Ein Mann spricht auf einem Spielplatz in einem Neubaugebiet ein kleines Mädchen an. (SYMBOLFOTO KINDESMISSBRAUCH: DPA)
Eher als erwartet ging am Freitag der zweite Verhandlungstag am Landgericht Halle mit dem Angeklagten Jan M. zu Ende, weil einige Zeugen nicht gehört werden mussten. Dem 33-Jährigen aus der Zeitzer Region wird sexueller Missbrauch von Kindern sowie die Misshandlung von Schutzbefohlenen zur Last gelegt.
Wie angekündigt gab M. zu Beginn über seinen Verteidiger eine Erklärung zu den gegen ihn erhobenen Vorwürden ab. In dieser räumte er ein, dass es zu den Berührungen der Geschlechtsteile der zum Tatzeitpunkt neun, zehn und 16 Jahre alten Mädchen gekommen sein könnte.
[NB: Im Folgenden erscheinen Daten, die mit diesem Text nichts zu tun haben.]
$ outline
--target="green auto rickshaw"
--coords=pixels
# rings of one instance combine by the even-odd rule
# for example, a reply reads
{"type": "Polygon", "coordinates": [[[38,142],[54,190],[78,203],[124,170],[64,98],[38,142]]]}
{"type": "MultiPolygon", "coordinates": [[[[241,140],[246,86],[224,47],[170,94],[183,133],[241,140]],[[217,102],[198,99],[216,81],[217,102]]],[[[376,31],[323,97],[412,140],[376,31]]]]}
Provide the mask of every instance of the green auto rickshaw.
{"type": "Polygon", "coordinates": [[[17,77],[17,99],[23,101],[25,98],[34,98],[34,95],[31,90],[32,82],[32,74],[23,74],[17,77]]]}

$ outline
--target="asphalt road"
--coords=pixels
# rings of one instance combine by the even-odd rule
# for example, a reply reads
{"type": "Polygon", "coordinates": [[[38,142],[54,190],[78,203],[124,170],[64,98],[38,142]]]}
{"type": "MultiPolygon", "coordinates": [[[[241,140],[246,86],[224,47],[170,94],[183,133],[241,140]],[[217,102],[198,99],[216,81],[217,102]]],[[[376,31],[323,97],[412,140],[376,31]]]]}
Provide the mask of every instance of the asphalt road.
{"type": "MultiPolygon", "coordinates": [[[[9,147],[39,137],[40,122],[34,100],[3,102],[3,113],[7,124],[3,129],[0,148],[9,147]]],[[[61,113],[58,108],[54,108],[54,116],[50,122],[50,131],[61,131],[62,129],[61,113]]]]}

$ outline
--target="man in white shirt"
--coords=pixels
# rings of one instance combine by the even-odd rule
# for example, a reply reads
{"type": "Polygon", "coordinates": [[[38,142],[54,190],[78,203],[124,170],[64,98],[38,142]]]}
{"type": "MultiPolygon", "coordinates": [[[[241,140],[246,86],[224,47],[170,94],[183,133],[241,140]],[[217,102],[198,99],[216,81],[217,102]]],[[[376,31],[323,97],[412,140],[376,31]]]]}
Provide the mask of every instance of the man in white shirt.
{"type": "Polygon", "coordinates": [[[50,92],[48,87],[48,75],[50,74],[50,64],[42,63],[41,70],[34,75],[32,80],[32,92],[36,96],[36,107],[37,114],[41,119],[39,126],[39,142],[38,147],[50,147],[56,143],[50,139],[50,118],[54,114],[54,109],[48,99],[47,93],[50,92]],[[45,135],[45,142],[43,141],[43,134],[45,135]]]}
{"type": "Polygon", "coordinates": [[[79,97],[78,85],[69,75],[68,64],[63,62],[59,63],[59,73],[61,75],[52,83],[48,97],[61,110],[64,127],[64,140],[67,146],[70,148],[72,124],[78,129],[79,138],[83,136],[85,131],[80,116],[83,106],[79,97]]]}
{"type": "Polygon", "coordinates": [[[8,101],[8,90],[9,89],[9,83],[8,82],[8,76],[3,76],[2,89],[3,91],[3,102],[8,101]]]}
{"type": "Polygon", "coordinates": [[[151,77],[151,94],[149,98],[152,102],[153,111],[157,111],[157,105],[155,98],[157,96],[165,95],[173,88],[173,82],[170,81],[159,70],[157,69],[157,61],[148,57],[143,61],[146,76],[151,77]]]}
Die Formulierungen waren so gewählt, dass sie ein gezieltes vorsätzliches Handeln und pädophile Neigungen ausschlossen. Allerdings habe starker Alkoholkonsum ihn zum Tatzeitpunkt beherrscht. Dem schien er besonders verfallen, als er wieder arbeitslos wurde und es mit seiner Ehe Schwierigkeiten gab.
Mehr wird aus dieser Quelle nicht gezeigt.